One of the problems, according to panelist William Thies, chief medical and scientific officer at the Alzheimer’s Association, is that there “isn’t true agreement on biomarkers that predict clinical benefit,” but “in the next 12 to 18 months, there will be.” If the beta amyloid target, for example, could be validated beyond dispute, it would embolden pharmaceutical companies to “go forward more often with potential drug candidates,” said moderator Michael Rosenblatt, EVP and chief medical officer, at Merck.
Despite mixed reactions to the phase 3 EXPEDITION trial data, and slightly more positive reactions to the data remix performed by the Alzheimer’s Disease Cooperative Study, an independent national research consortium, Lilly’s solanezumab trials have helped to further “establish some biomarkers and endpoints,” said panelist Dennis Selko, Harvard Medical School professor and co-director, Center of Neurologic Diseases, at Brigham and Women’s Hospital.
Aside from the fact that Alzheimer’s disease affects “the most complicated functions of the most complicated organ,” per Thies, two other key blockages exist on the pathway toward new therapies: the first is a lack of sufficient funding for basic research. Four hundred and fifty million dollars is spent annually on basic research into Alzheimer’s, compared with $6 billion in cancer, and between $4 and $5 billion in heart disease, said Thies. Proper funding for basic research in Alzheimer’s would be around $2 billion annually, he said. The second barrier to progress is the sluggish nature of clinical trials in this space. There’s not a ready-made population to participate, so it often takes “two years to recruit your cohort, and two years to conduct the trial,” and often longer, said Theis.

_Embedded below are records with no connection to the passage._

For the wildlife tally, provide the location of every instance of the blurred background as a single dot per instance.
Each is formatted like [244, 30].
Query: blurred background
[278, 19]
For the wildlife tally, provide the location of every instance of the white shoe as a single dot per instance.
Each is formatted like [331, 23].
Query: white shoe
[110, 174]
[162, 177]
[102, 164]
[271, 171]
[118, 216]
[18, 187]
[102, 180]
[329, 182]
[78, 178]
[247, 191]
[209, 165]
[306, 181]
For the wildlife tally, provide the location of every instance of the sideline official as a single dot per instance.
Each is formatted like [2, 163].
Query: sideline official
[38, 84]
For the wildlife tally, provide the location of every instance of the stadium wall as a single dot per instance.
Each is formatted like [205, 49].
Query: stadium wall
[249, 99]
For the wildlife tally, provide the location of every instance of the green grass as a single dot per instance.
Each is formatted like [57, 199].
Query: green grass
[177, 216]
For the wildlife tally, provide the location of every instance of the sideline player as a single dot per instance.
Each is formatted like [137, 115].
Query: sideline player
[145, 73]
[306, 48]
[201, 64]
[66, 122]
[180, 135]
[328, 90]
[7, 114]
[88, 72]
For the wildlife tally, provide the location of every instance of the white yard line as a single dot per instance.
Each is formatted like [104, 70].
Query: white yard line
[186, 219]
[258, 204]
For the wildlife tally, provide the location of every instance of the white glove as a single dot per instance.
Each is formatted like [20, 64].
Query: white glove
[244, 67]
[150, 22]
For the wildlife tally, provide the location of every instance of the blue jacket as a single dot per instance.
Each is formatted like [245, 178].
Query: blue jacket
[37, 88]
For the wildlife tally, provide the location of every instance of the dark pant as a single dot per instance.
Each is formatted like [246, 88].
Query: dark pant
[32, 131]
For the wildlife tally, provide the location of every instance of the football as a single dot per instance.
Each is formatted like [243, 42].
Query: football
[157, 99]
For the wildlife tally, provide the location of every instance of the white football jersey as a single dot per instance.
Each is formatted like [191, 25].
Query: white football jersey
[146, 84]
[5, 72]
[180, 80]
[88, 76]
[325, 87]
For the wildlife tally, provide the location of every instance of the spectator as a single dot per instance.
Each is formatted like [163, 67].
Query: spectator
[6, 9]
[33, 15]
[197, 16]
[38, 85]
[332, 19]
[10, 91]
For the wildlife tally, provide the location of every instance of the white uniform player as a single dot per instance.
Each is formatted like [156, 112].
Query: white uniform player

Meryl Comer, president of the Geoffrey Beene Foundation’s Alzheimer’s Initiative, noted that the average Alzheimer’s caregiver – often a patient’s son or daughter – is on average 47.5 years old, and still very much in need of a full time job, and often supporting children of his or her own. Comer found out that she is predisposed for Alzheimer’s disease herself, after reading the results of a genome scan on national television. Comer said the reason she agreed to reveal her genetic information on ABC’s Nightline was to “make a public statement.” Instead of fretting over anecdotal evidence related to inheritance and instances of the disease among family members, it’s better to get tested, and find out definitively, early on, she said. As a result, “I will go into early-stage or preventative trials,” to help move the science forward, said Comer. The decision to have her genome sequenced was personal, too. “I don’t want my son to have to care for me…I don’t want to be remembered that way,” she said.